This tutorial demonstrates how to use Docling to convert PDF documents to Markdown, JSON, and other formats. We’ll use the Mexican Constitution (Constitución Política de los Estados Unidos Mexicanos – CPEUM) as our practical case study.
What is Docling?
Docling is a powerful Python library for document processing that:
- Converts diverse document formats (PDF, DOCX, XLSX, PPTX, HTML, Markdown, etc.)
- Performs advanced PDF understanding with layout analysis
- Integrates seamlessly with AI/ML pipelines
- Extracts text, tables, and figures with confidence scores
- Supports chunking for RAG (Retrieval-Augmented Generation) applications
Key Features
- Format Support: 15+ document formats
- Layout Analysis: Identifies document structure (headings, paragraphs, tables, lists)

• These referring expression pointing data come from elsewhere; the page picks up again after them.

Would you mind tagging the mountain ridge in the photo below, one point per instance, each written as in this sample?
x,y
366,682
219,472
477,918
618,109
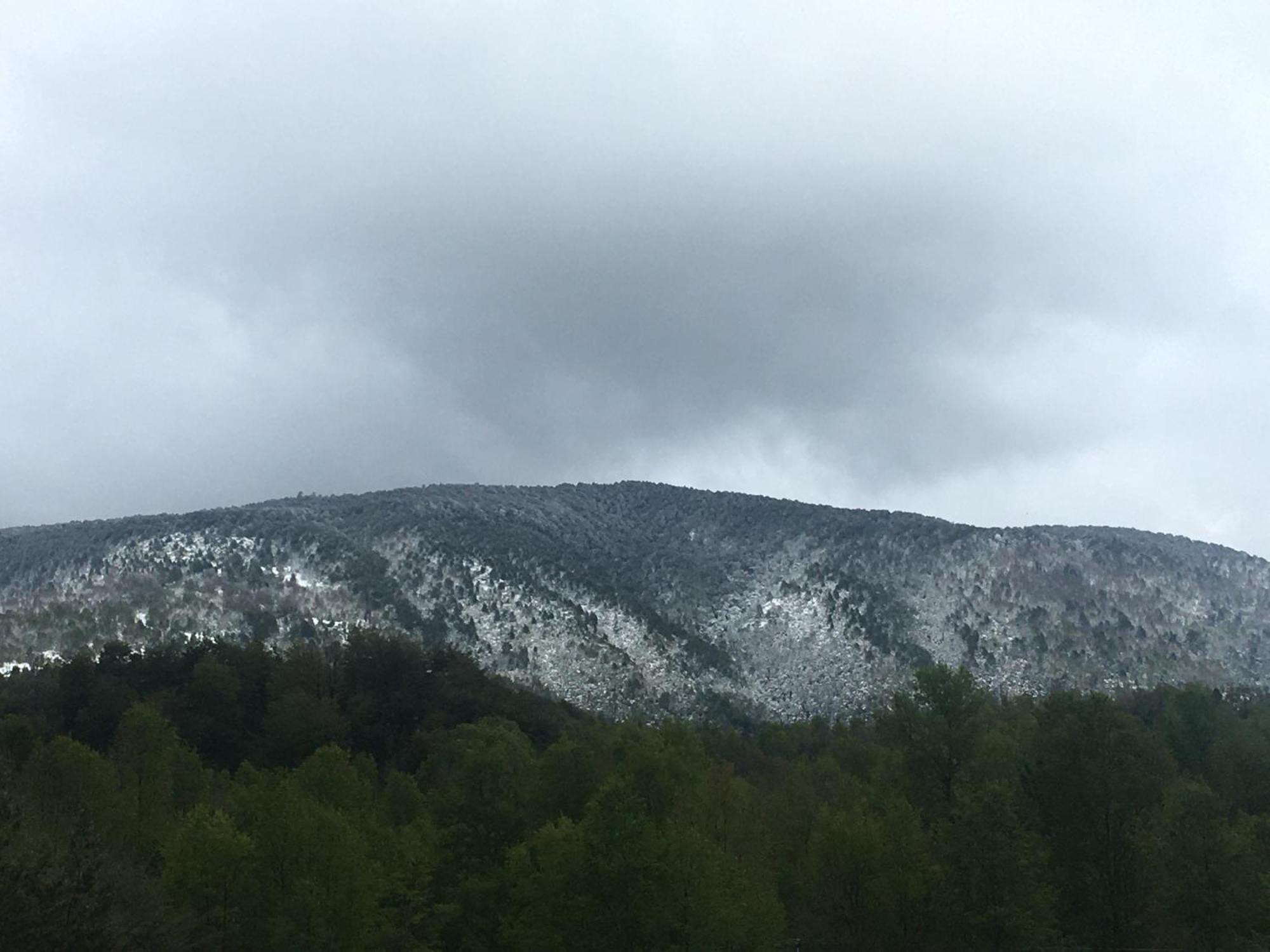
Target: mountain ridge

- OCR Capabilities: Optical Character Recognition for scanned documents
- Table Extraction: Structured extraction of tabular data
- Confidence Scores: Quality metrics for extracted content
- Multimodal Output: Export to Markdown, JSON, HTML, DocTags
Table of Contents
- What is Docling?
- Section 1: Installation and Setup
- Section 2: Basic PDF Conversion – CPEUM
- Section 2.1: Understanding Docling’s Two-Stage Conversion Process
- Section 3: Exporting to Multiple Formats
- Section 4: Advanced Configuration – Custom PDF Pipeline Options
- Section 5: Extract Specific Content
- Section 6: Batch Processing Multiple Documents
- Section 7: Confidence Scores and Quality Metrics
- Section 9: Practical Use Cases and Best Practices
- Section 10: Quick Reference – Common Operations
- Section 11: Summary and Key Takeaways
Section 1: Installation and Setup
Before we start, let’s install Docling. The library is available on PyPI and can be installed via pip.
import os
import json
from pathlib import Path
from pprint import pprint
# Installation check - uncomment if needed
# !pip install docling docling-core
print("Dependencies imported successfully!")
Installation Options:
- Standard:
pip install docling(PDF and basic formats) - With VLM support: Includes Vision Language Models for advanced document understanding
- Full:
pip install docling[dev](includes development tools)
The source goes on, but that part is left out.